Attention Head Exploitation
LLMs use multi-head self-attention. Different attention heads specialize in different tasks — some track subject-verb agreement, others focus on instruction-following, others detect refusal patterns.
Jailbreaks can exploit this by distributing the malicious payload across attention heads in a way that no single head sees the full harmful request:
graph TD
A[User Input] --> B[Tokenizer]
B --> C[Embedding Layer]
C --> D[Attention Heads]
subgraph "Normal Processing"
D1[Head 1: Safety] -->|Detects refusal pattern| E[Generate Refusal]

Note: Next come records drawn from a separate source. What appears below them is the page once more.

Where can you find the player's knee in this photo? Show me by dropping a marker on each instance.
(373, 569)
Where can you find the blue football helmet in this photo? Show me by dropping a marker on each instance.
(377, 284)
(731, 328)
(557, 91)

D2[Head 2: Instruction] -->|Sees: 'Tell me how to...'| E
end
subgraph "Jailbreak Processing"
F1[Head 1: Safety] -->|Sees benign tokens| G[Generate Harmful Content]
F2[Head 2: Instruction] -->|Sees: 'Continue pattern...'| G
F3[Head 3: Roleplay] -->|Sees: 'As DAN...'| G
end
style E fill:#ff6b6b
style G fill:#ffd93d
Refusal Suppression via Logit Manipulation
Safety fine-tuning works by biasing the logits (output probabilities) away from harmful tokens. When the model tries to output “Sure, here’s how to…” and the safety head suppresses that, the probability mass shifts to “I cannot…” instead.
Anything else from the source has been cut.